The third case explores customer segmentation with a data set from an eCommerce platform. The customers will be segmented into groups with a marketing technique called the RFM analysis (Recency, Frequency and Monetary value) which is a behavior-based approach that groups customers based on their purchase history in order to try to segment the customers from the most valuable to the least valuable. This helps a company to better understand its customers by meeting their expectations. This analysis will then be combined with an unsupervised machine learning technique that provides knowledge on what kind of goods we should have in our warehouse for the upcoming year so that we could maximize our revenues. For businesses it is important to be able to segment the customers and the products into different groups so that they know better what the preferences of the customers are. The more knowledge you have of your current or future and potential customers, the better chances you have of meeting their expectations. Knowing and identifying the most potential and best customers has an impact on customer satisfaction and retention, and makes it easier to acquire new ones. These all lead to increased revenues and growth through better quality service that comes from better understanding the needs of each customer segment.

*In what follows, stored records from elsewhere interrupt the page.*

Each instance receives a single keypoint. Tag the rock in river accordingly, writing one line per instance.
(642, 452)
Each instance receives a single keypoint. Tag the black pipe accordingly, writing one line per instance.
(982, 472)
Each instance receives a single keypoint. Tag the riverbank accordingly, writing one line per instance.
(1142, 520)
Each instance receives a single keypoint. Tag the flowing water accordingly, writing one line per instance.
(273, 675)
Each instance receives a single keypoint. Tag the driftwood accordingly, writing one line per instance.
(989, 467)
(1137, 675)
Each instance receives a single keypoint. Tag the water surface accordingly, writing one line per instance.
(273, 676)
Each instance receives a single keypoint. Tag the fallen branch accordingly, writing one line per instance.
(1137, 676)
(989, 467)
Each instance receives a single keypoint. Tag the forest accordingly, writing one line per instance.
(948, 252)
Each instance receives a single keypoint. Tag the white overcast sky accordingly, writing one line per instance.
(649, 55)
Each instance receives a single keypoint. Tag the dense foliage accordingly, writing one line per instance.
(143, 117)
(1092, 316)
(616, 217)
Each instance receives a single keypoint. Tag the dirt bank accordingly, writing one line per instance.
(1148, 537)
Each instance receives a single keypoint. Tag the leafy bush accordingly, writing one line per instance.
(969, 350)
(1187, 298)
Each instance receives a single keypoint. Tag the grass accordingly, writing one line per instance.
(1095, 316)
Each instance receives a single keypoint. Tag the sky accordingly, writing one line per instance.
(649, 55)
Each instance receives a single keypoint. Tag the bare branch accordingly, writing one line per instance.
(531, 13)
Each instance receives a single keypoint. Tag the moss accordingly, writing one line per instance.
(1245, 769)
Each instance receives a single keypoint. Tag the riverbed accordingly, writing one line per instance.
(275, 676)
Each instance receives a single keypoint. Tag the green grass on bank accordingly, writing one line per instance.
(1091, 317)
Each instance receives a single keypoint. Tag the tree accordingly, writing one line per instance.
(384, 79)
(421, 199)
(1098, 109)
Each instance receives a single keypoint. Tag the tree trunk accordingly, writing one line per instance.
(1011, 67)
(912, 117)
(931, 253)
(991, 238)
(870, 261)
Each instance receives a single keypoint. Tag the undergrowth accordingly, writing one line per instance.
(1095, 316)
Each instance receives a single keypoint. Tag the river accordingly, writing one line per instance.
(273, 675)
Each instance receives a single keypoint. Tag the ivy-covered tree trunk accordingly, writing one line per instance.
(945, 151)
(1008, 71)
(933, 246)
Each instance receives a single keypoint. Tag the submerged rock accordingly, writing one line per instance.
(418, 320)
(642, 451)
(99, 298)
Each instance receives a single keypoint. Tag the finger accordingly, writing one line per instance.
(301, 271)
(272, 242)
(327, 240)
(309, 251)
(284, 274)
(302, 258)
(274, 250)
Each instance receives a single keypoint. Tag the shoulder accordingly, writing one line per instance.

The file customer_segmentation.ipynb is the Jupyter Notebook that contains all the code, visualizations and analysis of the project.

Time Series Forecasting

The fourth, fifth and sixth cases focus on time series machine learning forecasting. In the fourth, we will see the Light Gradient Boosting Machine (LGBM) model to make a 28 day sales forecast for various products sold in Walmart, the biggest retail company and the largest company by revenue in the world. Moreover, the data set covers hierarchical sales data from 10 stores located in 3 States in the U.S. over a timespan of 5 and half years. The dataset that can be found from Kaggle (M5 Forecasting - Accuracy), includes explanatory variables such as price, promotions, day of the week, and special events that should be used in order to forecast the sales of all products in the stores for the next 28 days. The file sales_forecasting.ipynb is the Jupyter Notebook that contains all the code, visualizations and analysis of the project.

The fifth case has a dataset of 5 years of sales from various products sold in 10 different eCommerce stores which will be modeled with different types of deep neural networks, such as Recurrent Neural Network (RNN), Long Short Term Memory (LSTM) network, Gated Recurrent Unit (GRU) network, and hybrid variants that include aspects from Convolutional Neural Network (CNN). The file deep_learning_forecasting.ipynb is the Jupyter Notebook that contains all the code, visualizations and analysis of the project.

The sixth case moves from forecasting one time step ahead in time to multiple steps, or one year ahead of time with a data set from products sales from a store over a timespan of 5 years. The file advanced_deep_learning_forecasting.ipynb is the Jupyter Notebook that contains all the code, visualizations and analysis of the project.